Фанаты откликнулись со всех уголков страны. На открытии чемпионата стал ясен его масштаб. Десяток лиц, знакомых по предыдущим соревнованиям, растворился среди нескольких сотен участников. Огромный стартовый взнос никого не остановил. Впрочем, и объявленные организаторами чемпионата непривычно большие денежные призы тоже не были целью. Каждый хотел доказать себе, что он первый. И это сразу стало заметно уже в отборочных поединках. Несмотря на заявленный бесконтактный уровень соревнований по правилам международной организации WUKO, судейская бригада заняла лояльную позицию при оценке жестких ударов в голову и спину. Полилась кровь, а бойцов после тяжелых нокаутов просто выносили с татами.

Мы жили в эпоху перемен. Ассоциации различных видов единоборств еще не обрели популярность, и все стремились занять главенствующую позицию в единой федерации каратэ страны. Со сменой лидера менялись правила проведения поединков – каждый стремился протащить своих бойцов, используя особенности судейства. Все эти «подковерные» интриги мне были хорошо знакомы, поскольку сам часто принимал участвовал в судейских бригадах соревнований, как аттестованный судья по карате всероссийской категории. Впрочем, тогда протесты и разбирательства ни к чему не приводили – устроители чемпионата Евразии по карате ссылались на положительный европейский опыт новых поправок в правилах. Молодые ребята, приехавшие из дальних уголков на первый в своей жизни солидный чемпионат, готовы были жертвовать всем ради громкого титула.

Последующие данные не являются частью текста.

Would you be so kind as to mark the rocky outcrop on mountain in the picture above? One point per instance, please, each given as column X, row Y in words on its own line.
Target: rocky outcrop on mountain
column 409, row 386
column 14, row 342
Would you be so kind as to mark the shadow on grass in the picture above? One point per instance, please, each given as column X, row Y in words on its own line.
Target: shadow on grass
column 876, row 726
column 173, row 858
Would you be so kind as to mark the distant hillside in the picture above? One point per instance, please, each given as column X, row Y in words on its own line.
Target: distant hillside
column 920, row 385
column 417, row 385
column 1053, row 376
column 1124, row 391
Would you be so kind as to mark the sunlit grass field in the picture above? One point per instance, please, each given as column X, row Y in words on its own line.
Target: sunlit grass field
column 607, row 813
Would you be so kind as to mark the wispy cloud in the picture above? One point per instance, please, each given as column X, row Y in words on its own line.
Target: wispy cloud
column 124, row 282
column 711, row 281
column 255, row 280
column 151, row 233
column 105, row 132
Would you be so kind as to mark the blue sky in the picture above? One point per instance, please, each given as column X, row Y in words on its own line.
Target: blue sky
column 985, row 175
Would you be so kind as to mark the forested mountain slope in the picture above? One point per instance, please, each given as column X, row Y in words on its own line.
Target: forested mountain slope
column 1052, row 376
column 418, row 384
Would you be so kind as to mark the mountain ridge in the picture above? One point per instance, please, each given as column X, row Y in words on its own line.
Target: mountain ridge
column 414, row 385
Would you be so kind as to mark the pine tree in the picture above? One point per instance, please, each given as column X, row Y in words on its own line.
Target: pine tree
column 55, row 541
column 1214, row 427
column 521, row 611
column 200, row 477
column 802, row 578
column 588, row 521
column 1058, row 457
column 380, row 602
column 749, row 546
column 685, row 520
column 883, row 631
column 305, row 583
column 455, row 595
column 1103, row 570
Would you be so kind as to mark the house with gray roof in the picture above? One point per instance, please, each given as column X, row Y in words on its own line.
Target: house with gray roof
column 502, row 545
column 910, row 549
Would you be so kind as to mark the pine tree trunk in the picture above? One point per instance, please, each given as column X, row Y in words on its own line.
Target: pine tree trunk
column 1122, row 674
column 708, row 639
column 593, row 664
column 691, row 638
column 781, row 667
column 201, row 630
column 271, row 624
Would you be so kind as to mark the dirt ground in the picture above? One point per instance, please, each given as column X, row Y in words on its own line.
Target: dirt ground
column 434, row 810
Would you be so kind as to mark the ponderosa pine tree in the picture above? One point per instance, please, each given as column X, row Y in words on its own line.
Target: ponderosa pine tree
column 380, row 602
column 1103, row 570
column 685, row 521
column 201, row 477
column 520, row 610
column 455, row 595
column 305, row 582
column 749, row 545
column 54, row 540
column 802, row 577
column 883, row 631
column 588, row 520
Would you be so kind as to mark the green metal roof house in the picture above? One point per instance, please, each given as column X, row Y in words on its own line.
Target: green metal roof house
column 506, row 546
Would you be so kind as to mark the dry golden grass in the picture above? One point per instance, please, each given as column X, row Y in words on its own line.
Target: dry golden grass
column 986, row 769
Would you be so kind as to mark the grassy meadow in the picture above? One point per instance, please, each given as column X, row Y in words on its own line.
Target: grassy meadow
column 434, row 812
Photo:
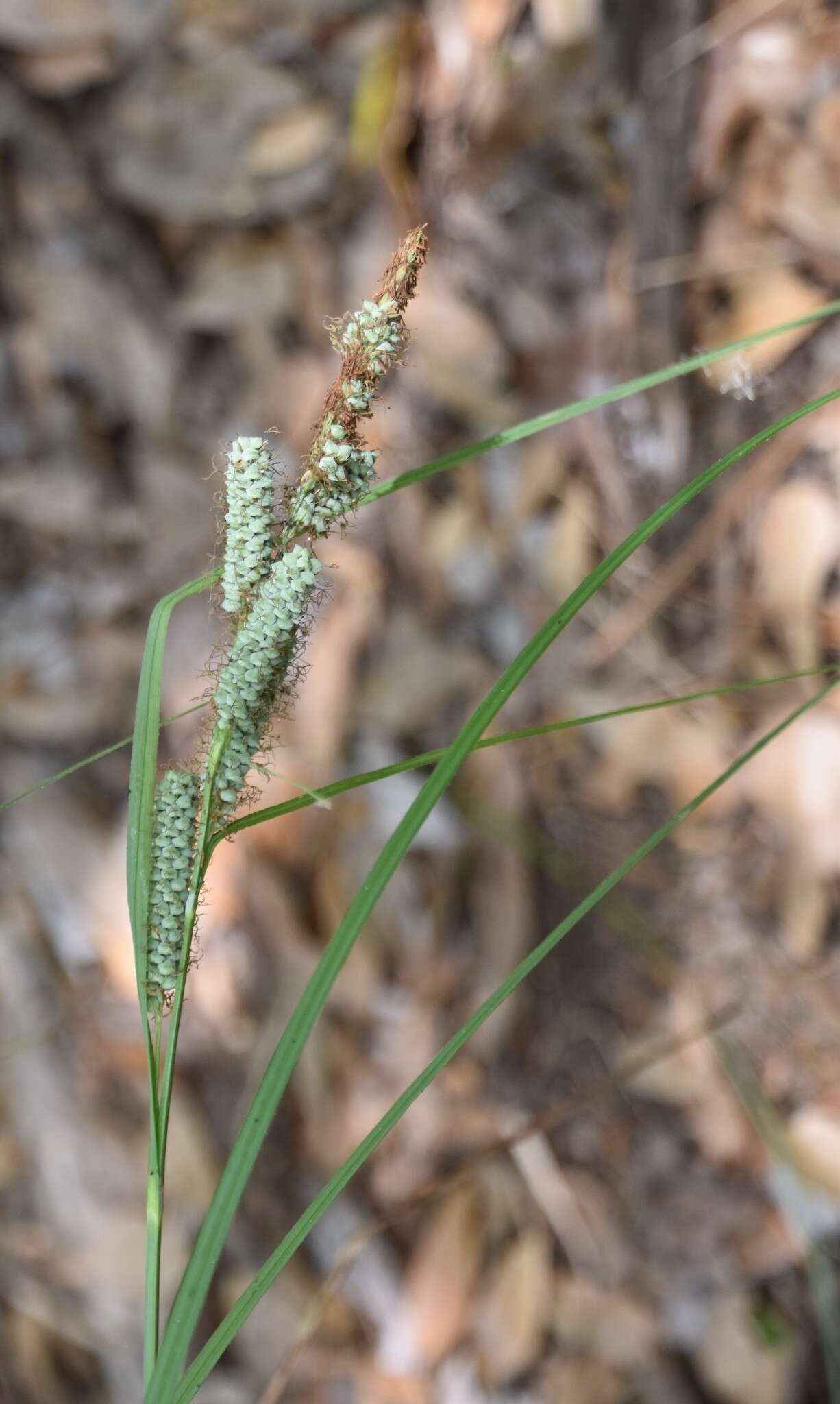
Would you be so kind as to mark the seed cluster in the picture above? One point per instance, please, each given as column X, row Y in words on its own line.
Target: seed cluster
column 343, row 475
column 340, row 470
column 173, row 841
column 249, row 487
column 258, row 659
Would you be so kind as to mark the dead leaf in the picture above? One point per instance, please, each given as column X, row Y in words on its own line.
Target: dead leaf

В полуфинале у меня была встреча с очень жестким парнем, который агрессивностью старался компенсировать недостаток техники. Я поймал его, когда он «провалился» на атаке, но в падении он достал меня ударом в позвоночник. В горячке поединка я еще как-то выстоял, проиграв по очкам, но утром не смог встать с кровати. Начался новый период жизни, резко и без предупреждений. Правая нога не слушалась, любое движение вызывало боль. Спать мог только урывками – стоило расслабившись во сне пошевелиться, как тут же просыпался от боли. Помимо физических проблем, мне пришлось расстаться со многим, что было дорого. Оказалось, что весь жизненный уклад был подчинен карате, но теперь это стало невозможным.

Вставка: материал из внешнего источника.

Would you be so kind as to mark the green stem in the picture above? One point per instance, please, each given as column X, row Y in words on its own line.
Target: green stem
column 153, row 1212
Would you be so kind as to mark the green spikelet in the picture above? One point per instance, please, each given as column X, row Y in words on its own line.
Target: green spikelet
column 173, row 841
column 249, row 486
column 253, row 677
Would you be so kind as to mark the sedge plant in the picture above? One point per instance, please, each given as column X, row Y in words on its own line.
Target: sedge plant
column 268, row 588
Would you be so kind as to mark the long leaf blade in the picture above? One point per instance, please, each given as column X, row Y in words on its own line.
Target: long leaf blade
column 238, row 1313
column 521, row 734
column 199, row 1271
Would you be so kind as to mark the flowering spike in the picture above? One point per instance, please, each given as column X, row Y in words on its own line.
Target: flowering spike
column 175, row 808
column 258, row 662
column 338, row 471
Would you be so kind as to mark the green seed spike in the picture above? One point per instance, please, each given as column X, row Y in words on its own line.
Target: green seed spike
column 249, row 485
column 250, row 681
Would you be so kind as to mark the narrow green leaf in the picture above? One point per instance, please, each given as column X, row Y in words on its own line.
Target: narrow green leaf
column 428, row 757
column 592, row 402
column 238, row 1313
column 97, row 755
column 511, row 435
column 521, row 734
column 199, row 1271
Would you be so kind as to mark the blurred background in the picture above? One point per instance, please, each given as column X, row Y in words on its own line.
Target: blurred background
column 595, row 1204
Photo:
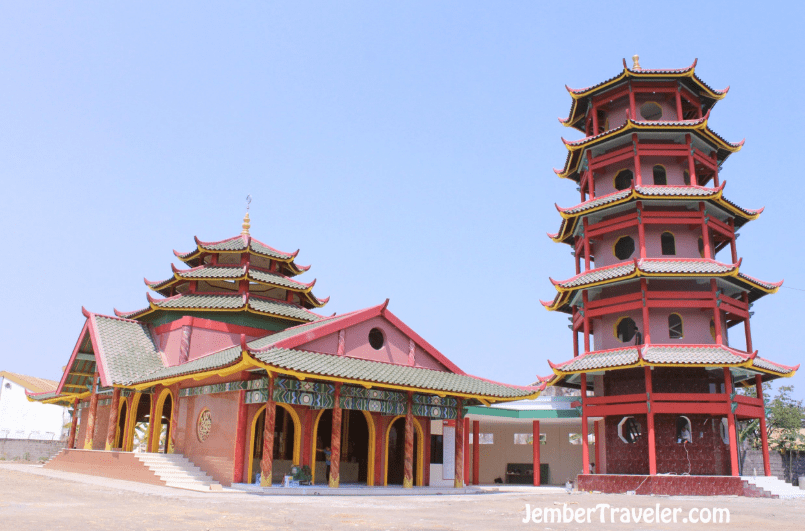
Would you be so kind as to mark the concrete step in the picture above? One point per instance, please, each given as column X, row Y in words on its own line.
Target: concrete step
column 776, row 488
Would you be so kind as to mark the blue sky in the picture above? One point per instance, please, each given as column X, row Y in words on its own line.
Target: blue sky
column 405, row 148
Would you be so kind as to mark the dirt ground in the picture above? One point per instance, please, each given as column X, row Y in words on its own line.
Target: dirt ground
column 37, row 502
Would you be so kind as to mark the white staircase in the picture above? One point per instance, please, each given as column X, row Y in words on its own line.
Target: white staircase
column 178, row 471
column 774, row 486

Я не был профессионалом карате в строгом смысле этого слова, поскольку основные деньги зарабатывал сисадмином в банке. Однако были ежедневные тренировки и утренние 10-километровые пробежки, работа в нескольких минутах ходьбы от дома, на первом этаже которого были два спортзала собственного клуба, где я, по сути, и жил. Каждый день, в 18:10, я менял банковскую униформу на кимоно, и начиналась моя вторая, главная, жизнь. Сначала вел тренировку у малышей, потом сам занимался со взрослыми. Дважды в неделю проводил третье занятие с оружием. После такой нагрузки долго не мог заснуть, пытаясь переводить книги по карате с английского и французского, пробовал осваивать японский, просматривал километры видеозаписей соревнований и учебных материалов. Еще подготовка к судейству, соревнованиям, зачетам, экзаменам, семинарам, поездкам во Францию и приему ответных визитов. Учеба на заочном в Международной Академии Боевых Искусств, куда дважды в год ездил на сессии.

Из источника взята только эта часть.